Pada tanggal 18 Februari 2003, dalam ruangan tertutup, Martha dan suaminya bertemu langsung dengan Ajili. “Maaf, mohon maafkan aku! Kalimat ini telah terkunci dalam hatiku selama 10 tahun. Hari ini akhirnya aku mendapat kesempatan dan keberanian untuk mengatakannya langsung kepadamu.” Martha menjawab, “Terima kasih kau dapat muncul. Semoga Tuhan memberkati sehingga sumsum tulang belakangmu dapat menolong putriku.”

Keesokan harinya, dokter melakukan pemeriksaan sumsum tulang belakang Ajili. Untungnya, sumsum tulang belakang itu sangat cocok untuk Monika. Dokter berkata dengan antusias, “Ini keajaiban!” Translantasi pun dilakukan. Seminggu setelah itu Monik boleh keluar dari rumah sakit dan dinyatakan sembuh.
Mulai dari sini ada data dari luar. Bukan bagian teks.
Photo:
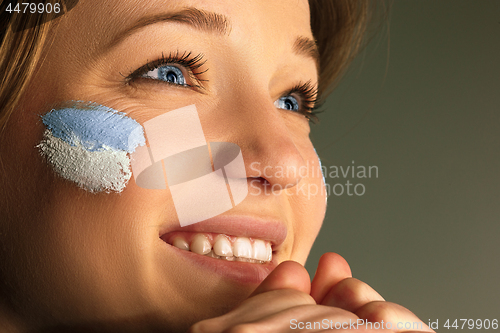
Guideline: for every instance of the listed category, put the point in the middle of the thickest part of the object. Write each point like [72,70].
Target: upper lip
[241,226]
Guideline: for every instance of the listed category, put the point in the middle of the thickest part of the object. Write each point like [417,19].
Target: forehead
[254,22]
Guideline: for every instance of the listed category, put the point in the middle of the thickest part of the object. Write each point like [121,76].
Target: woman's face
[77,256]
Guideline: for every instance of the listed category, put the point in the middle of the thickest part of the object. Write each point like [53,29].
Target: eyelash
[185,59]
[308,93]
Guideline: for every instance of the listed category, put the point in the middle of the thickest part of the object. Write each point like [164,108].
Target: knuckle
[378,310]
[298,297]
[243,328]
[205,326]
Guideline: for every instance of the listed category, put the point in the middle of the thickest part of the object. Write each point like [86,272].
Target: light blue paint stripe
[95,126]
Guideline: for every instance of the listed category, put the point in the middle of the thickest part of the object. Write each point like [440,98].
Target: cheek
[308,200]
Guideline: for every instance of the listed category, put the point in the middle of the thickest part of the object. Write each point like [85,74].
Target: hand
[286,297]
[333,285]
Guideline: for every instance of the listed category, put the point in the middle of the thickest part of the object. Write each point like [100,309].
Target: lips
[238,247]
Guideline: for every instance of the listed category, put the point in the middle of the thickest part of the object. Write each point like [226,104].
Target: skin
[71,259]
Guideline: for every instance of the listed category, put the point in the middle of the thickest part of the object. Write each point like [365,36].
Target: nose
[270,153]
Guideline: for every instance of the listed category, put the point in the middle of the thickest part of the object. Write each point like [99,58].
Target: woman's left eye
[167,73]
[287,103]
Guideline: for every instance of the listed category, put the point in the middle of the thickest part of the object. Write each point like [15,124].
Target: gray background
[423,106]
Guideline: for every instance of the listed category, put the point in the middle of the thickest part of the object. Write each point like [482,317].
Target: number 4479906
[31,7]
[472,324]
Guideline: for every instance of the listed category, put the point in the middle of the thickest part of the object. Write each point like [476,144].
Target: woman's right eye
[167,73]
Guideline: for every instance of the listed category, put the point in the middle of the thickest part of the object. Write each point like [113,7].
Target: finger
[351,294]
[303,318]
[255,309]
[332,268]
[401,319]
[288,275]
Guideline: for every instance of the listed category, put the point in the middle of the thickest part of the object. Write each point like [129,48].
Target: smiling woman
[165,90]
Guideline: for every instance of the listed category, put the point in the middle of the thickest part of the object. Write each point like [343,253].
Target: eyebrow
[210,22]
[307,47]
[197,18]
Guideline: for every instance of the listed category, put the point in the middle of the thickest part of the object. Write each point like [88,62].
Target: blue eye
[287,103]
[167,73]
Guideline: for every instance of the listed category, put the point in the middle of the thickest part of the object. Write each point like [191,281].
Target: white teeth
[200,244]
[259,250]
[222,246]
[181,244]
[269,251]
[242,248]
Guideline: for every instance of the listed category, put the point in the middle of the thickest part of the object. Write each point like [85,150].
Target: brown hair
[338,27]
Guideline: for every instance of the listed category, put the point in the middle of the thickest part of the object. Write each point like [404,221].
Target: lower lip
[241,272]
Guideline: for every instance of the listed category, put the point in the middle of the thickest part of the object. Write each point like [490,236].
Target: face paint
[89,144]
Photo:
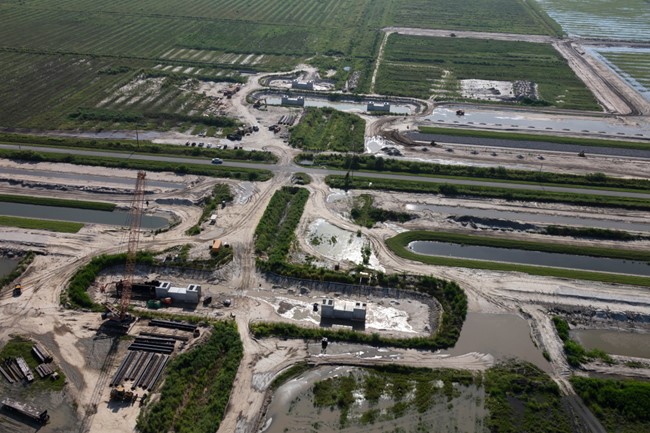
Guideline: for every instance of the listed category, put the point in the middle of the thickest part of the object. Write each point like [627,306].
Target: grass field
[59,55]
[419,66]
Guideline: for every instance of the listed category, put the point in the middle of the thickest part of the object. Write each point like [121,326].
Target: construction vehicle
[119,318]
[120,394]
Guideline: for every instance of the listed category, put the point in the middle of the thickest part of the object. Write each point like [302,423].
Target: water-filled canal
[87,216]
[557,260]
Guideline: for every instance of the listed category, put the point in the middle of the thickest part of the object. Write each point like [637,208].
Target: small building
[299,101]
[345,310]
[190,294]
[302,85]
[383,107]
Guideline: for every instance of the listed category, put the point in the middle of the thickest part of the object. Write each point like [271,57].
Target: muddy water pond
[615,342]
[439,402]
[504,336]
[118,217]
[7,265]
[599,264]
[532,217]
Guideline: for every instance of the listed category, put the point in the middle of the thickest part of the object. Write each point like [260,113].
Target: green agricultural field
[71,64]
[422,66]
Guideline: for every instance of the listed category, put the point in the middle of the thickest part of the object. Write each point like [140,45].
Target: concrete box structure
[190,294]
[344,310]
[299,101]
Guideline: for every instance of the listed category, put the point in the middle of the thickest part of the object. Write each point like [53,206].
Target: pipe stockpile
[174,325]
[152,344]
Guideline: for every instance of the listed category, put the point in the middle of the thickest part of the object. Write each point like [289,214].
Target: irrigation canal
[291,168]
[87,216]
[553,219]
[535,258]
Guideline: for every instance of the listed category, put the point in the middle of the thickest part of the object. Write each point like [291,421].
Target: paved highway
[322,171]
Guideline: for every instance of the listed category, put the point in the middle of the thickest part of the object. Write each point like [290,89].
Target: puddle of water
[615,342]
[556,260]
[338,244]
[531,217]
[7,265]
[120,218]
[501,335]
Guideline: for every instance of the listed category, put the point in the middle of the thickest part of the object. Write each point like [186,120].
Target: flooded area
[88,216]
[503,336]
[339,245]
[485,117]
[554,219]
[433,403]
[7,265]
[598,264]
[614,342]
[623,20]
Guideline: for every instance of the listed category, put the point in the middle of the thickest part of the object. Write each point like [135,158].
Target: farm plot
[501,16]
[447,61]
[632,64]
[621,19]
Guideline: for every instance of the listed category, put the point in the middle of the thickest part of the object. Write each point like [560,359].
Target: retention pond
[87,216]
[570,261]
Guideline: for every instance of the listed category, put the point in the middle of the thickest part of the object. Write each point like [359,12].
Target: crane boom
[134,237]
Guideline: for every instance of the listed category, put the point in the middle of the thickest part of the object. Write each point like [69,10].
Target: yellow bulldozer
[121,394]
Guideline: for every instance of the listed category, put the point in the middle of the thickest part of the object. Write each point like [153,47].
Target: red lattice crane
[137,206]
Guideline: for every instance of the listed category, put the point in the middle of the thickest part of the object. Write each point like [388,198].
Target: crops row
[481,59]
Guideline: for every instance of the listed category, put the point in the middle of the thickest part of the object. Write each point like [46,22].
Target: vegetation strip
[139,147]
[576,354]
[197,385]
[620,404]
[398,246]
[397,166]
[489,241]
[38,224]
[139,164]
[369,183]
[590,142]
[58,202]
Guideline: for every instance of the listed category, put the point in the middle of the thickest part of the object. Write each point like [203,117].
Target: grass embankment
[365,214]
[197,386]
[576,354]
[522,398]
[495,174]
[22,347]
[397,245]
[621,405]
[588,142]
[140,164]
[22,265]
[58,202]
[37,224]
[326,129]
[220,194]
[76,294]
[421,186]
[143,147]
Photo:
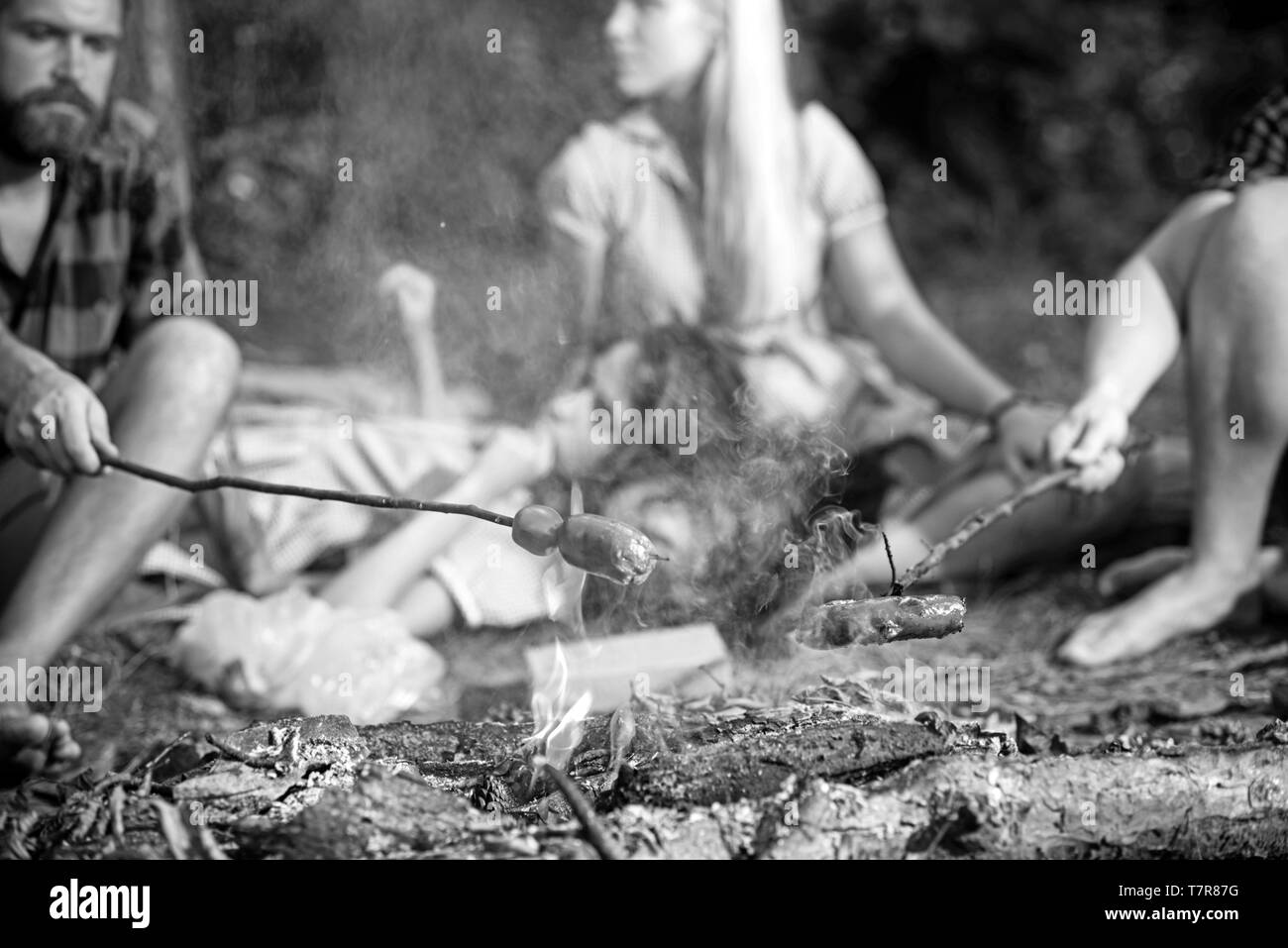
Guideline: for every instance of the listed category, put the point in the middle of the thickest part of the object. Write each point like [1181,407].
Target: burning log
[879,621]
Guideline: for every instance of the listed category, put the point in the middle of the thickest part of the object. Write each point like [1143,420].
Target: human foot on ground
[33,746]
[1190,599]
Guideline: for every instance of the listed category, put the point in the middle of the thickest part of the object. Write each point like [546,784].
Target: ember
[877,621]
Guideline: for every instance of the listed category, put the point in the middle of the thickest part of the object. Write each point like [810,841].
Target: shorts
[493,581]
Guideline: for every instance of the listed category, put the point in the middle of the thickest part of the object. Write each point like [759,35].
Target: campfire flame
[557,727]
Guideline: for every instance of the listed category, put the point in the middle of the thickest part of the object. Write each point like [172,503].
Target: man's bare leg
[165,403]
[1236,348]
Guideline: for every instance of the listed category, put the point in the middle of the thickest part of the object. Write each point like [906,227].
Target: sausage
[536,530]
[606,548]
[877,621]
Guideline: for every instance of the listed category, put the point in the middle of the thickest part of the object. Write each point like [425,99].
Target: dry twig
[595,835]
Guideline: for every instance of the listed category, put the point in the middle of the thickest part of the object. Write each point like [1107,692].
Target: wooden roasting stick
[604,548]
[900,617]
[366,500]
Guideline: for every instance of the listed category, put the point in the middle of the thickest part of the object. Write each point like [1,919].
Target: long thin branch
[595,835]
[980,522]
[1134,447]
[366,500]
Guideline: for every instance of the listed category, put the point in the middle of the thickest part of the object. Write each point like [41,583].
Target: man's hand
[1021,437]
[56,423]
[1091,437]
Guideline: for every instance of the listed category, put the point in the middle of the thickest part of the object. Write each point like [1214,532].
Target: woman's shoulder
[608,146]
[838,172]
[596,166]
[824,138]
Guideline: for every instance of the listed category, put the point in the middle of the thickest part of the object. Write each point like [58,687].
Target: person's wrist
[997,414]
[1108,395]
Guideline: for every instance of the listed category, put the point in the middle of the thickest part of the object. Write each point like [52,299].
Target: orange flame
[557,727]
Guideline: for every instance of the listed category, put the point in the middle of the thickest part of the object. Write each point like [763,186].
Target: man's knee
[204,357]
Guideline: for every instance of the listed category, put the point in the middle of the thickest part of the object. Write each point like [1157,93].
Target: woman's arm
[887,308]
[1127,356]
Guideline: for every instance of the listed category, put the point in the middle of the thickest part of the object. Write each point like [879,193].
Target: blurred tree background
[1057,158]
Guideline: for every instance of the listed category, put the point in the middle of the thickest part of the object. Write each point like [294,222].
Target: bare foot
[31,746]
[1129,576]
[1188,600]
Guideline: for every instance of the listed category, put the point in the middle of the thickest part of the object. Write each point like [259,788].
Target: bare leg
[1236,348]
[1054,528]
[163,403]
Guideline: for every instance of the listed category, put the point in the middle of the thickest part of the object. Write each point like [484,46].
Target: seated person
[78,258]
[1215,287]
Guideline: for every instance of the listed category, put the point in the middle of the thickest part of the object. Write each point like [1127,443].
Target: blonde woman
[712,200]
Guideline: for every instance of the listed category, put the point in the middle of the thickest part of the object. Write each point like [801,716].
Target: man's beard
[33,129]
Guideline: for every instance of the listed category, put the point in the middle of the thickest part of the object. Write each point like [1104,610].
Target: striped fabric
[1260,141]
[117,223]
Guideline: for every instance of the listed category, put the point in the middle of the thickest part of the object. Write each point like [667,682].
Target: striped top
[621,191]
[1260,141]
[117,222]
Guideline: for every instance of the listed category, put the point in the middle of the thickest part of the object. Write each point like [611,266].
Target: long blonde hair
[751,163]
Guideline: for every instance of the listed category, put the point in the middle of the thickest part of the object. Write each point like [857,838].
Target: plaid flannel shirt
[117,222]
[1260,140]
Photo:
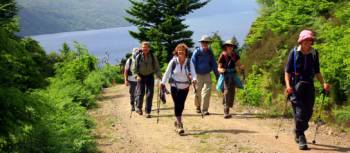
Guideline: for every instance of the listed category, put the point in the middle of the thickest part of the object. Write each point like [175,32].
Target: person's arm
[159,75]
[221,69]
[126,75]
[214,67]
[240,66]
[289,68]
[193,58]
[193,72]
[135,68]
[319,75]
[167,73]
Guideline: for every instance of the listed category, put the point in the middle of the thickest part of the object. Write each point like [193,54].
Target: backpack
[228,61]
[131,63]
[198,54]
[187,70]
[295,58]
[139,59]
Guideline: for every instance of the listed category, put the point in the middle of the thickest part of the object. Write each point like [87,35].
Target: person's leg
[132,90]
[228,95]
[140,90]
[182,95]
[198,96]
[206,91]
[309,105]
[150,90]
[174,95]
[301,113]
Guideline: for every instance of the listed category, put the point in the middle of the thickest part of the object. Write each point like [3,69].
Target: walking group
[184,71]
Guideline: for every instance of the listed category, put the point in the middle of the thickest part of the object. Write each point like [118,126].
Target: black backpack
[187,70]
[139,59]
Barangkali kita bukan pemerkosa seperti Ajili, atau pelaku teror yang menyebabkan bencana dan kematian. Namun, setiap kita pasti pernah melakukan dosa. Apakah sampai hari ini kita masih menyimpannya, menutup rapat dan menguncinya di dalam hati kita? Ingatlah Yesus yang bangkit itu telah menembus bukan hanya pintu terkunci, melainkan setiap hati manusia. Apakah kini kita punya keberanian sama seperti Ajili? Sudahkan kebangkitan Kristus membuat kita menjadi alat di tanganNya untuk menyalurkan kasih Tuhan, atau kita membiarkan untuk selamanya menutup pintu hati yang membuat kita menjadi pecundang?